Lebih jauh Azwar Anas mengucapkan terima kasih kepada Kemenpan-RB atas penilaian positif terhadap kinerja akuntabilitas Banyuwangi. Sebab kini paradigma penyelenggaraan pemerintahan memang harus digeser. “Dari prinsip good governance semata, dari pelaporan administratif semata, menjadi pemerintahan yang berdampak ke publik,” ujarnya.
Menurut Anas, tidak bisa lagi program pembangunan digarap seperti terdahulu yang cuma membagi program merata ke dinas/badan.

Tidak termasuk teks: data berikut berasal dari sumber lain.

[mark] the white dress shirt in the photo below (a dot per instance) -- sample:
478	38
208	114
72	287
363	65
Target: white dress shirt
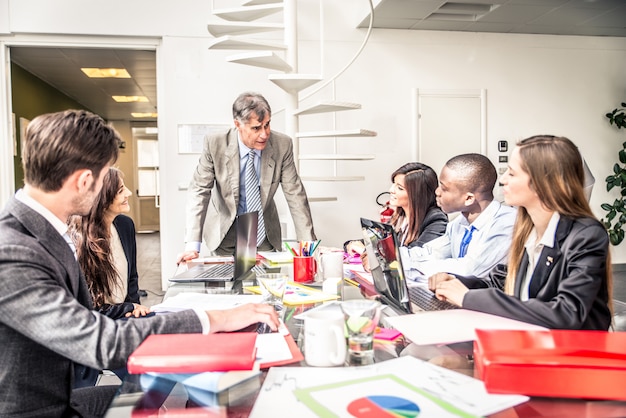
534	248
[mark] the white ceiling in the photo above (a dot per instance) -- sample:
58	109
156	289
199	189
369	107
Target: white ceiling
60	67
557	17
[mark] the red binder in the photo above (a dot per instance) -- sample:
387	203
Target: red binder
554	363
194	353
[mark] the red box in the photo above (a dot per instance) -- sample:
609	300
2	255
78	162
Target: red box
553	363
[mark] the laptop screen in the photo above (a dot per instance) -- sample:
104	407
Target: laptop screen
245	248
383	256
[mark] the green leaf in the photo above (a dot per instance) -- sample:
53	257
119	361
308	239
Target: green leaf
613	238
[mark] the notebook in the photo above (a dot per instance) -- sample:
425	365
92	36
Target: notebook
381	244
246	226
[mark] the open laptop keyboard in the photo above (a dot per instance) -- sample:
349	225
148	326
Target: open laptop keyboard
426	300
219	270
226	270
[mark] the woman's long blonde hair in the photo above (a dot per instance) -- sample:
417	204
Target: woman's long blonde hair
556	172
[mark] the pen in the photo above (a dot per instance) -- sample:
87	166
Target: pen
352	282
291	249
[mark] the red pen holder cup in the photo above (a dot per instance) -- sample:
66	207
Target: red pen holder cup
304	269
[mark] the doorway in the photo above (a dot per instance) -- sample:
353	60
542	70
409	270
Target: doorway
56	69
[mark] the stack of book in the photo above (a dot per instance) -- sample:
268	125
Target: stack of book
206	365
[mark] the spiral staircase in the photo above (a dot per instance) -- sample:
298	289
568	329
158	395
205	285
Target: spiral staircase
234	29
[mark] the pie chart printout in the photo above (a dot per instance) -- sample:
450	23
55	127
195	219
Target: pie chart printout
383	407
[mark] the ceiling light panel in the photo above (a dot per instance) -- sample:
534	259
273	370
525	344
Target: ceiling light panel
106	72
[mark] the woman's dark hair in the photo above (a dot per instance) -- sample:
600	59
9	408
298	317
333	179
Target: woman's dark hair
92	236
420	182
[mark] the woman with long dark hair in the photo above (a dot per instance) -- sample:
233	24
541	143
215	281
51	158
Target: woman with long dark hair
107	250
417	219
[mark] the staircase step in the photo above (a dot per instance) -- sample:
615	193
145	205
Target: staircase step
230	28
332	178
342	133
255	2
293	83
248	13
327	106
265	59
238	42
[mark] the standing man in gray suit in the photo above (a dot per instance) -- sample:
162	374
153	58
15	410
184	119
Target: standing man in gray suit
217	193
47	321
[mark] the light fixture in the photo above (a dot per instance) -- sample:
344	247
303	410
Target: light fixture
144	115
106	72
130	99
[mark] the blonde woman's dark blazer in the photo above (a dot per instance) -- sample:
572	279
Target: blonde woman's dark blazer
568	287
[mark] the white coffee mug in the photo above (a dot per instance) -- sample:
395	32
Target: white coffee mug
324	339
332	264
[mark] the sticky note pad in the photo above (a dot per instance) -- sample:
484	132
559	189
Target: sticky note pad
387	334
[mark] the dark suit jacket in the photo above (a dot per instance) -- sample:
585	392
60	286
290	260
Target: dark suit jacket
47	322
568	287
214	191
433	226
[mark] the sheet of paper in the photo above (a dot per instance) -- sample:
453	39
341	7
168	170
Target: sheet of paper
214	259
451	326
277	256
276	397
272	347
184	301
364	275
384	393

Yang harus dilakukan adalah menetapkan tujuan terlebih dahulu yang kemudian diterjemahkan ke program turunan. “Yang utama itu tujuan. Kita mau apa sih ke depan untuk menjawab masalah di lapangan, outcomes-nya apa, lalu susun indikator-indikatornya. Dari situ baru bikin program. Jadi urut-urutannya seperti itu, sehingga program menjadi jelas dan berbasis kebutuhan publik,” papar Anas.